GitLab's single-application approach is both its greatest strength and its greatest limitation. You get an integrated DevOps platform that eliminates toolchain sprawl, but you also get an interface that can feel overwhelming and individual features that rarely match the best-of-breed alternative. The UI is not as polished as GitHub's. The project management is not as powerful as Jira's. The CI/CD syntax has a learning curve. But the integration between these features creates a workflow coherence that no combination of separate tools can match. For European organisations, the Dutch incorporation, open-source core, and self-hosting option make GitLab the most sovereignty-friendly DevOps platform available.

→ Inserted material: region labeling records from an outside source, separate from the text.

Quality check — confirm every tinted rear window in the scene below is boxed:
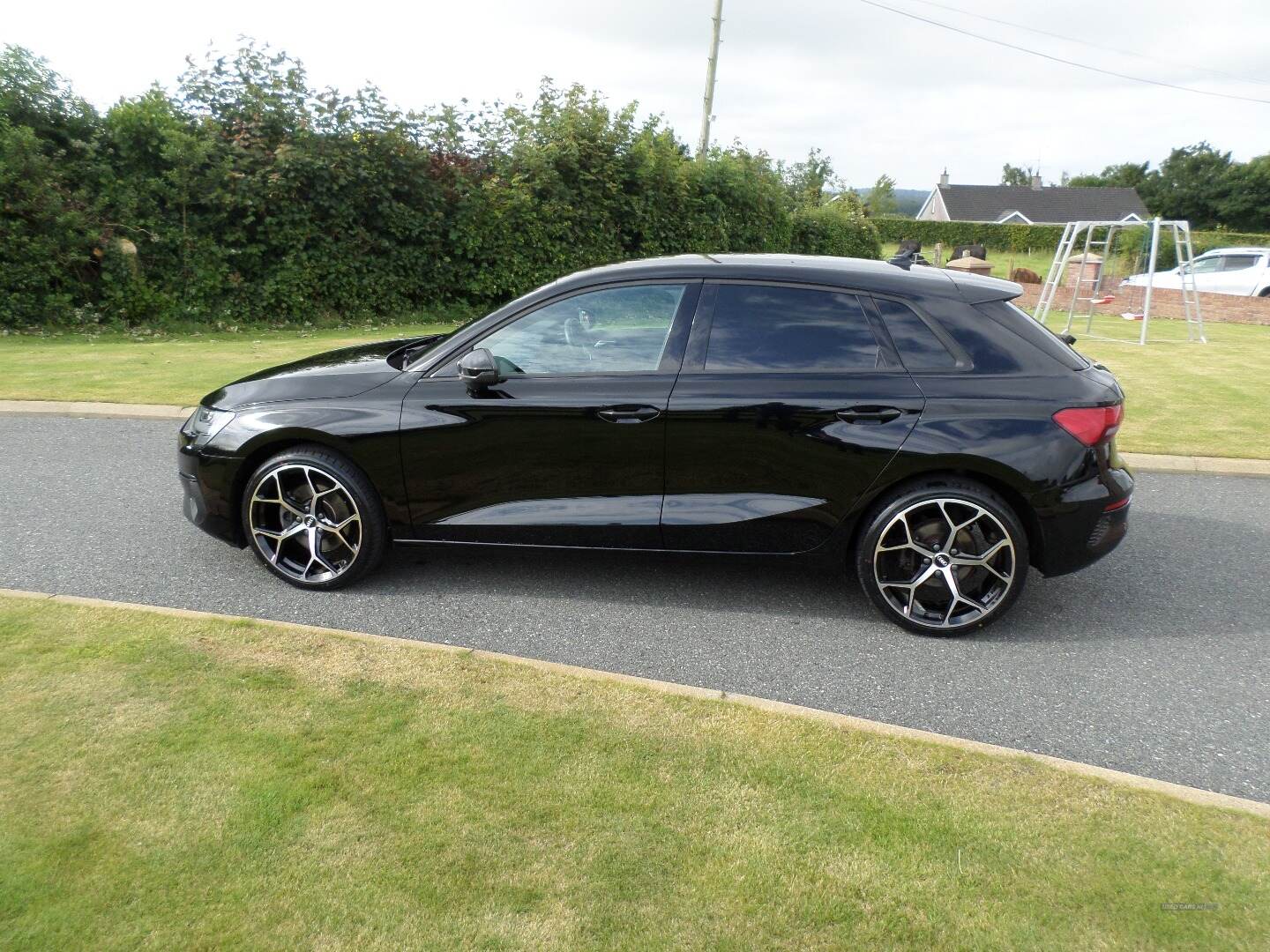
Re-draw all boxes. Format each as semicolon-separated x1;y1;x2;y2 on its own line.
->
975;301;1090;370
874;297;956;370
705;285;878;370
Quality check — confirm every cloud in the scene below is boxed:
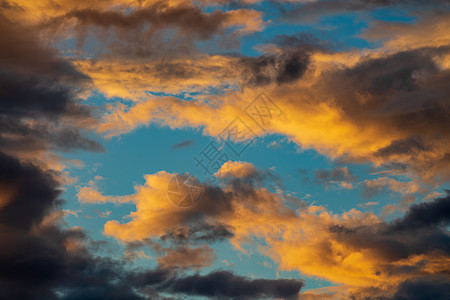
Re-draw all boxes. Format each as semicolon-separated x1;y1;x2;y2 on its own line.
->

GitLab Community Edition is fully open source under the MIT license. You can self-host it on your own infrastructure at no cost, with source code management, CI/CD, issue tracking, container registry, and more included. GitLab Enterprise Edition adds proprietary features on top of the open-source core.
GitLab offers a more integrated DevOps experience with built-in CI/CD, security scanning, and project management in one tool. GitHub has a larger open-source community, a more polished UI, and tighter Microsoft ecosystem integration. GitLab's self-hosting story is stronger, and its Dutch incorporation provides EU jurisdictional advantages over GitHub's US ownership.
Yes. GitLab.com offers EU data residency for Premium and Ultimate customers, storing project data in Google Cloud's European regions. Self-managed GitLab can be hosted on any infrastructure, giving complete control over data location.
GitLab's free tier includes 400 CI/CD compute minutes per month on shared runners. Premium provides 10,000 minutes, Ultimate provides 50,000 minutes. Self-hosted runners have no minute limits.
Yes. GitLab's free tier supports up to 5 users per namespace with unlimited private repositories and 400 CI/CD minutes. For small teams, this is a complete DevOps platform at no cost. As teams grow, Premium at USD 29/user/month adds the collaboration features most professional teams need.